Math Fact Fluency: Predicting Student Success in Mathematics
“One times three equals three.”
“Two times three equals six.”
“Three times three equals nine.”
Many of us remember elementary school days when classes of students practiced multiplication tables out loud until they were memorized. Some students used flash cards to practice math facts, with timed tests that measured our level of mastery. These days, educators have even more options to help students achieve math fact fluency in subtraction, addition, multiplication, and division including video-game-like digital education programs. But why the focus on mastering rote math facts? And what are the benefits, if any?
Automaticity and fluency
First, it’s important to understand what is involved in math fact mastery. Students achieve math fact fluency through automaticity, or the ability to deliver a correct answer immediately from memory without relying on calculation. Fluency, on the other hand, requires students to be both fast and accurate when solving basic math facts. Multiple studies have evaluated the benefits of achieving math fact fluency, finding the impact of this practice to be far-reaching for student success in math.
Is math fact fluency really that important?
Studies have shown math fact automaticity to be a predictor of performance on math assessments and tests. Additionally, research has connected automaticity in math facts to success in learning higher mathematical concepts. This is compelling as studies find that if a student begins to fall behind in learning math facts at the elementary level, they often continue this pattern into secondary level math.
A major benefit of math fact automaticity is it relieves cognitive load for students, freeing up mental resources for additional learning.
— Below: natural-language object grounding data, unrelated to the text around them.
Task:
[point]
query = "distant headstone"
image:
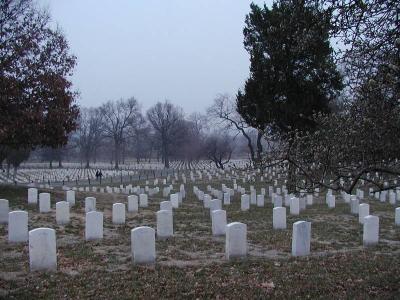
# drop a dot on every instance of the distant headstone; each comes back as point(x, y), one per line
point(42, 249)
point(90, 204)
point(143, 245)
point(17, 226)
point(218, 222)
point(118, 214)
point(371, 230)
point(4, 210)
point(94, 225)
point(165, 224)
point(236, 240)
point(44, 202)
point(301, 238)
point(62, 212)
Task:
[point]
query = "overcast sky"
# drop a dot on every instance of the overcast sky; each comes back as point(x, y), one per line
point(186, 51)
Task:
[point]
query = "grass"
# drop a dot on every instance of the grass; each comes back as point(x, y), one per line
point(192, 263)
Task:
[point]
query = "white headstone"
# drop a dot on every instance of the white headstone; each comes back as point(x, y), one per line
point(71, 197)
point(294, 206)
point(174, 198)
point(397, 216)
point(32, 195)
point(215, 204)
point(94, 225)
point(236, 240)
point(279, 218)
point(118, 216)
point(143, 245)
point(143, 200)
point(260, 200)
point(17, 226)
point(301, 238)
point(133, 203)
point(245, 202)
point(363, 211)
point(44, 202)
point(62, 212)
point(371, 230)
point(42, 249)
point(218, 222)
point(165, 224)
point(4, 210)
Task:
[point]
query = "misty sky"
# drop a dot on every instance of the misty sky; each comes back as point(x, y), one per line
point(186, 51)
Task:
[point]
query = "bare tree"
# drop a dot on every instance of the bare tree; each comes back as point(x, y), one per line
point(223, 111)
point(89, 133)
point(167, 121)
point(219, 148)
point(118, 117)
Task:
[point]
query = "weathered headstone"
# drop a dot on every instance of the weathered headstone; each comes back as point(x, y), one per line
point(42, 249)
point(143, 200)
point(32, 195)
point(301, 238)
point(70, 197)
point(143, 245)
point(294, 206)
point(279, 218)
point(17, 226)
point(133, 203)
point(218, 222)
point(44, 202)
point(244, 202)
point(165, 224)
point(118, 214)
point(62, 212)
point(94, 225)
point(363, 211)
point(90, 204)
point(236, 240)
point(4, 210)
point(371, 230)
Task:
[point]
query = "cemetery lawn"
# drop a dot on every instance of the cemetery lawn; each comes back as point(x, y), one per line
point(192, 263)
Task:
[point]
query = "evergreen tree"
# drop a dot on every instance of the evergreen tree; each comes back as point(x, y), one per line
point(292, 72)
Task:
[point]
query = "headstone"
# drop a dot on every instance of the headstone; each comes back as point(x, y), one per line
point(44, 202)
point(279, 218)
point(165, 224)
point(18, 226)
point(133, 203)
point(42, 249)
point(236, 240)
point(354, 204)
point(397, 216)
point(90, 204)
point(143, 245)
point(371, 230)
point(294, 206)
point(215, 204)
point(301, 238)
point(62, 212)
point(218, 222)
point(32, 195)
point(331, 201)
point(227, 198)
point(143, 200)
point(363, 211)
point(118, 216)
point(244, 202)
point(4, 210)
point(260, 200)
point(71, 197)
point(94, 225)
point(174, 198)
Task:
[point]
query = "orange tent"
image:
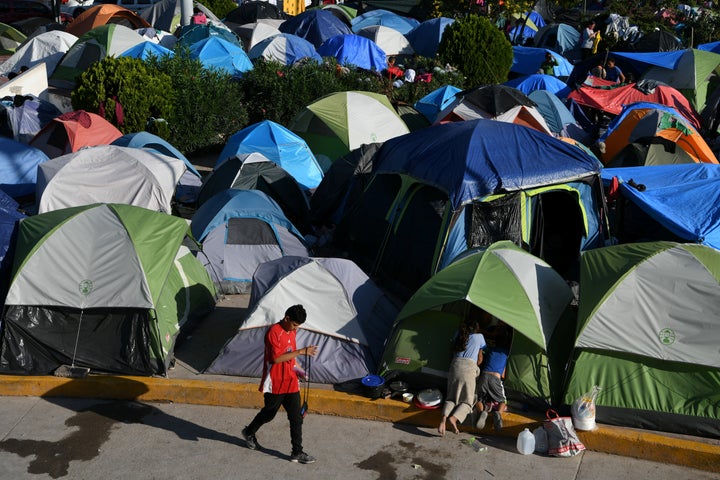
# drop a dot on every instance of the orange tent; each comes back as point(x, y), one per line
point(104, 14)
point(646, 120)
point(74, 130)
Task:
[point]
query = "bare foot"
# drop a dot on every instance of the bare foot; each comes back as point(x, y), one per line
point(453, 424)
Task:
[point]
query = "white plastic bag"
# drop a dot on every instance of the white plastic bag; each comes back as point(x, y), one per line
point(540, 440)
point(583, 410)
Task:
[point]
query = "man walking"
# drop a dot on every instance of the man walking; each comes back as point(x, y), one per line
point(280, 384)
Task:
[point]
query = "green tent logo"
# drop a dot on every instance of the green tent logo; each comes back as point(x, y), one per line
point(85, 287)
point(666, 336)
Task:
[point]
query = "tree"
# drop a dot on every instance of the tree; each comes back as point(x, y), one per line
point(478, 49)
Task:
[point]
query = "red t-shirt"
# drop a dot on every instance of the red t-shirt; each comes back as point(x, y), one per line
point(279, 378)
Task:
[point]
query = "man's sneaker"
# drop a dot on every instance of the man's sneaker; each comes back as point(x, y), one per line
point(497, 420)
point(250, 440)
point(302, 457)
point(482, 418)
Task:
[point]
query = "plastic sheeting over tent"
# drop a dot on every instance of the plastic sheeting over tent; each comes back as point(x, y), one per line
point(648, 333)
point(239, 230)
point(354, 50)
point(349, 318)
point(277, 144)
point(48, 48)
point(109, 174)
point(284, 48)
point(426, 37)
point(115, 277)
point(18, 167)
point(682, 199)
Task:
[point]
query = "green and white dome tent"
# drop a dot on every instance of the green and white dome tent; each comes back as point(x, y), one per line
point(115, 277)
point(512, 285)
point(648, 334)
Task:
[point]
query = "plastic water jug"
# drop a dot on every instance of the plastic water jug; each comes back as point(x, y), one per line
point(526, 442)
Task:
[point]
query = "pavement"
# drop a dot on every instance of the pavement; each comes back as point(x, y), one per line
point(186, 384)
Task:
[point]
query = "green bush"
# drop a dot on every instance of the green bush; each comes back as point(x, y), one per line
point(209, 105)
point(142, 92)
point(220, 7)
point(478, 49)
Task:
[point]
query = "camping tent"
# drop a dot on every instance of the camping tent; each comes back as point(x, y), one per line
point(277, 144)
point(108, 174)
point(351, 49)
point(189, 186)
point(74, 130)
point(239, 230)
point(48, 48)
point(389, 40)
point(315, 26)
point(105, 14)
point(284, 48)
point(339, 122)
point(676, 202)
point(254, 171)
point(512, 285)
point(18, 167)
point(644, 120)
point(93, 46)
point(647, 334)
point(498, 181)
point(107, 287)
point(349, 318)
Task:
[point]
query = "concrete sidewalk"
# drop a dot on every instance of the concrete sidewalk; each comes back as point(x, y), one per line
point(186, 384)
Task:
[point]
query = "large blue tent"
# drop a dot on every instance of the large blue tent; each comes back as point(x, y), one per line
point(315, 26)
point(279, 145)
point(682, 198)
point(354, 50)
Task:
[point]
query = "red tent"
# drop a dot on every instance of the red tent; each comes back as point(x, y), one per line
point(612, 100)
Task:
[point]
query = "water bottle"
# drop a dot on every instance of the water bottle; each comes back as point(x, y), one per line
point(526, 442)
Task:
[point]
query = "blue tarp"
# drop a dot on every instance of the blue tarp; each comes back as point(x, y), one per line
point(354, 50)
point(527, 60)
point(146, 49)
point(233, 203)
point(540, 81)
point(18, 167)
point(682, 198)
point(436, 101)
point(315, 26)
point(426, 37)
point(214, 52)
point(627, 109)
point(279, 145)
point(384, 18)
point(482, 157)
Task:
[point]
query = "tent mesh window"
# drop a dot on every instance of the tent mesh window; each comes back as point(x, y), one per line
point(249, 231)
point(493, 221)
point(415, 240)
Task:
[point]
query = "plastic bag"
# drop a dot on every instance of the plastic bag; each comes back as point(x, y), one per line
point(583, 410)
point(562, 438)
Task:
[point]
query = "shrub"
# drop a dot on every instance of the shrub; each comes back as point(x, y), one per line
point(142, 92)
point(208, 103)
point(220, 7)
point(478, 49)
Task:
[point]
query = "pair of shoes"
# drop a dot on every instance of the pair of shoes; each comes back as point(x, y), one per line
point(302, 457)
point(480, 424)
point(250, 440)
point(497, 421)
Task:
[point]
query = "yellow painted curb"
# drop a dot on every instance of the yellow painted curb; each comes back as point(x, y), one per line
point(606, 439)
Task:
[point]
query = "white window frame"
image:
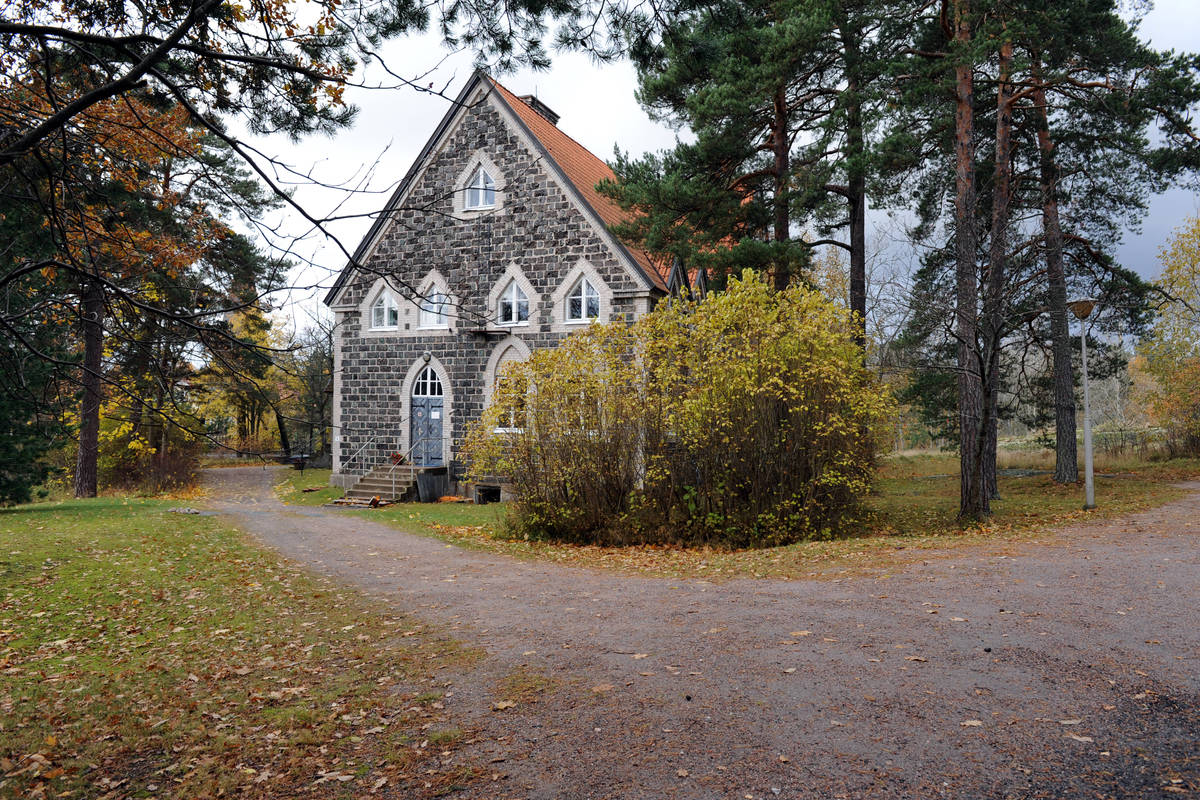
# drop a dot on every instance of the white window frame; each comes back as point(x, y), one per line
point(388, 311)
point(583, 290)
point(514, 295)
point(429, 379)
point(433, 310)
point(483, 184)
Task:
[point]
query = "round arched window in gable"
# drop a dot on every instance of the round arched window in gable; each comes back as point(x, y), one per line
point(427, 384)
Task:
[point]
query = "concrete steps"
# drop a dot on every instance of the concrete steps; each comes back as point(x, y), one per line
point(385, 482)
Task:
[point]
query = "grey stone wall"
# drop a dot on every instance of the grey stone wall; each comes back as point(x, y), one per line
point(538, 227)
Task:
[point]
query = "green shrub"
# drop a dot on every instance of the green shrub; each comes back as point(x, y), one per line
point(743, 420)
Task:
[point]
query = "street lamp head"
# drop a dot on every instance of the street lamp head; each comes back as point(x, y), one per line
point(1081, 308)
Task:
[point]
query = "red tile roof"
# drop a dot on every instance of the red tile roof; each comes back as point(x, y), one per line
point(585, 170)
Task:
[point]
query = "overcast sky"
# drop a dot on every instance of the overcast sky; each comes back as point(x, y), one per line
point(598, 108)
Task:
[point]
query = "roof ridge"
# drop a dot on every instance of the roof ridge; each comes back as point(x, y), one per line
point(582, 178)
point(574, 140)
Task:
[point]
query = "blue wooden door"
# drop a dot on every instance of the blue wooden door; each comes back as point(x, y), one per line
point(426, 417)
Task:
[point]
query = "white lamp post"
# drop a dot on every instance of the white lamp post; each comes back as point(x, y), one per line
point(1083, 310)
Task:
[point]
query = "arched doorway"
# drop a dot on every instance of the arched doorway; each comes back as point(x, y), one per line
point(426, 419)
Without the ability to retrieve facts automatically, students are likely to experience added processing demands which often lead to errors in computation and frustration with learning.
Another factor that can get in the way of students gaining math fact fluency is math anxiety which often results from negative learning experiences or a student’s belief that they just “aren’t a math person.” Educators and parents can remedy these destructive thoughts by providing immediate feedback highlighting a student’s success, explaining why their negative self-thoughts are inaccurate, and providing gentle correction to mistakes and supportive guidance to lead students towards learning. This loop of practice and feedback helps build a student’s trust in their abilities to succeed as they become more fluent in math facts. However, this level of individualized instruction can be difficult for teachers to provide given the size of many classes today.
Helping students achieve math fact fluency
One of the best ways to help students achieve math fact fluency is to first demonstrate how math works around them in everyday life so that they value the knowledge. This can be anything from adding up item totals when shopping or multiplying lengths to accurately measure the area of a new piece of furniture for their bedroom. When students see the personal value of learning math, they are often more invested in the educational process.
Next, educators can present a strategy to teach math facts in an engaging, age-appropriate context. This may include gamification, an educational approach that engages learners and often results in deeper learning as students enjoy the game-like experience and stay with their learning task longer than traditional teaching methods.
Gamification is one of the advantages of a digital education program like Imagine Math Facts, a video-game-like program that lets students “play” while learning their math facts. In the program, students move through a variety of gamified tasks, regularly encountering math fact questions that they must answer to advance in the program.
The program also provides rapid personalized feedback to immediately let students know what they’ve done right or wrong so they can correct their thinking. As students strengthen their automaticity skills, they develop confidence in their ability to quickly recall math facts presented throughout the program. Imagine Math Facts also tailors the learning experience to the individual student, starting their learning at their individual level instead of where the class schedule dictates.
So, whether students gain automaticity through traditional teaching tactics or the latest educational technology offerings, one thing is clear. The impact of mastering math facts has long-term implications for all math learners.